Na czwartym miejscu w tym rankingu „Kraj Kwitnącej Wiśni” czyli Japonia . „Nippon” ma mieć 3,5% wzrostu. Lider gospodarczy UE – Niemcy znalazły się na miejscu piątym tej klasyfikacji, zresztą jako pierwsze państwo Starego Kontynentu, mające wzrost zakładany na poziomie 3,1%. Na szóstym miejscu tabeli znalazła się Rosja z 2,9%, choć zapewne wojna w Europie Wschodniej kompletnie przetasuje tę klasyfikację. Na siódmym miejscu jest kraj, w którym akurat jestem, jako członek oficjalnej delegaci Parlamentu Europejskiego (a w niej jako jedyny Polak ) czyli Indonezja 2,7%. Na miejscu ósmym pierwszy kraj Ameryki Łacińskiej – największe państwo tego kontynentu – Brazylia 2,2%. Pierwszą dziesiątkę zamykają ex aequo dwa państwa europejskie przedzielone Kanałem Angielskim (czyli Kanałem La Manche): Wielka Brytania i Francja z 2,1%, a więc tylko minimalnie ustępując Brazylii. Drugą dziesiątkę otwiera Turcja z wynikiem 1,9% wzrostu gospodarczego, a na kolejnych miejscach znów ex aequo 11-12 : Włochy i Meksyk. Na trzynastym miejscu Korea z 1,6%. Na czternastym i piętnastym ex aequo Hiszpania i Kanada 1,3%. Potem Arabia Saudyjska i Egipt i wreszcie na miejscu osiemnastym ex aequo Polska z Tajlandią 1%.

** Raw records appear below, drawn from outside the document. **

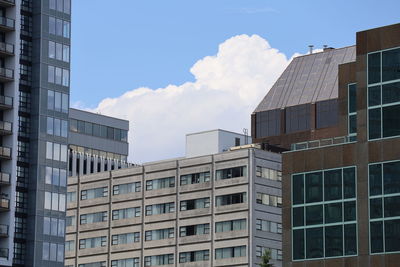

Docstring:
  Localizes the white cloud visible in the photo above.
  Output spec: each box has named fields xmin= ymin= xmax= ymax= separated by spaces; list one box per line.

xmin=93 ymin=35 xmax=289 ymax=163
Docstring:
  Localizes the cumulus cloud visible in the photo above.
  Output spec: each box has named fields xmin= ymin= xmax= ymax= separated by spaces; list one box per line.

xmin=93 ymin=35 xmax=290 ymax=163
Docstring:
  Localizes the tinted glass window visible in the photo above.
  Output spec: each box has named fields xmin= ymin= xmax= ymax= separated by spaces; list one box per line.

xmin=325 ymin=225 xmax=343 ymax=257
xmin=285 ymin=104 xmax=311 ymax=133
xmin=316 ymin=99 xmax=338 ymax=128
xmin=368 ymin=53 xmax=381 ymax=84
xmin=382 ymin=48 xmax=400 ymax=82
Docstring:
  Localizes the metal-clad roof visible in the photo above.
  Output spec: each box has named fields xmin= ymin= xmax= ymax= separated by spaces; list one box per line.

xmin=254 ymin=46 xmax=356 ymax=112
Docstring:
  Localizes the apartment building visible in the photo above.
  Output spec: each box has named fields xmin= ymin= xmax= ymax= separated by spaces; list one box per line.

xmin=68 ymin=108 xmax=131 ymax=176
xmin=65 ymin=133 xmax=282 ymax=267
xmin=253 ymin=24 xmax=400 ymax=267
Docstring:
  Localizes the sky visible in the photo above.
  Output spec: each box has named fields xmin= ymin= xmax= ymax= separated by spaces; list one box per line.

xmin=71 ymin=0 xmax=400 ymax=163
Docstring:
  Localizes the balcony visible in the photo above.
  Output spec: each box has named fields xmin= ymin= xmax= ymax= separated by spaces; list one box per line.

xmin=0 ymin=199 xmax=10 ymax=212
xmin=0 ymin=95 xmax=13 ymax=110
xmin=0 ymin=0 xmax=15 ymax=7
xmin=0 ymin=224 xmax=8 ymax=237
xmin=0 ymin=172 xmax=10 ymax=185
xmin=0 ymin=121 xmax=12 ymax=135
xmin=290 ymin=136 xmax=356 ymax=151
xmin=0 ymin=16 xmax=15 ymax=31
xmin=0 ymin=42 xmax=14 ymax=56
xmin=0 ymin=146 xmax=11 ymax=159
xmin=0 ymin=248 xmax=8 ymax=259
xmin=0 ymin=68 xmax=14 ymax=82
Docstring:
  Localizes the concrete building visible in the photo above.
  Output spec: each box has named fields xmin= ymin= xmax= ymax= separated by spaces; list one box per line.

xmin=68 ymin=108 xmax=130 ymax=176
xmin=65 ymin=133 xmax=282 ymax=267
xmin=0 ymin=0 xmax=71 ymax=267
xmin=253 ymin=24 xmax=400 ymax=267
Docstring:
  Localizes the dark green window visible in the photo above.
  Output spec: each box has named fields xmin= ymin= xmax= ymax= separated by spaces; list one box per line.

xmin=293 ymin=229 xmax=304 ymax=260
xmin=306 ymin=227 xmax=324 ymax=259
xmin=324 ymin=169 xmax=342 ymax=201
xmin=325 ymin=202 xmax=342 ymax=223
xmin=325 ymin=225 xmax=343 ymax=257
xmin=385 ymin=220 xmax=400 ymax=252
xmin=382 ymin=48 xmax=400 ymax=82
xmin=305 ymin=172 xmax=322 ymax=203
xmin=370 ymin=222 xmax=383 ymax=253
xmin=306 ymin=205 xmax=323 ymax=225
xmin=292 ymin=167 xmax=356 ymax=261
xmin=369 ymin=161 xmax=400 ymax=253
xmin=368 ymin=52 xmax=381 ymax=84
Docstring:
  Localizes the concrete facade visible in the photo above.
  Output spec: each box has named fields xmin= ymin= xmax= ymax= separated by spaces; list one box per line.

xmin=65 ymin=148 xmax=282 ymax=267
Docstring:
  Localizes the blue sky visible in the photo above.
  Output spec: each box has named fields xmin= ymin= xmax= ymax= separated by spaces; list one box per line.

xmin=71 ymin=0 xmax=400 ymax=108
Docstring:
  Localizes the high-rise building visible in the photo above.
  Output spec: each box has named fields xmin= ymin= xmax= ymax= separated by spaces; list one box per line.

xmin=0 ymin=0 xmax=71 ymax=267
xmin=68 ymin=108 xmax=131 ymax=176
xmin=65 ymin=130 xmax=282 ymax=267
xmin=253 ymin=24 xmax=400 ymax=267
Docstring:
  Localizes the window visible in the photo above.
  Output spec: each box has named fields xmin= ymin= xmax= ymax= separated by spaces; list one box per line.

To zestawienie jest o tyle ciekawe, że Polska, będąc w nim na osiemnastym miejscu, sytuuje się tak samo pod koniec drugiej dziesiątki, jak w klasyfikacji dotyczącej wydatków na świecie na obronność: w tej tabeli Polską zajmuje miejsce dziewiętnaste.
Czy nie są to kolejne argumenty, aby Polska weszła do G-20?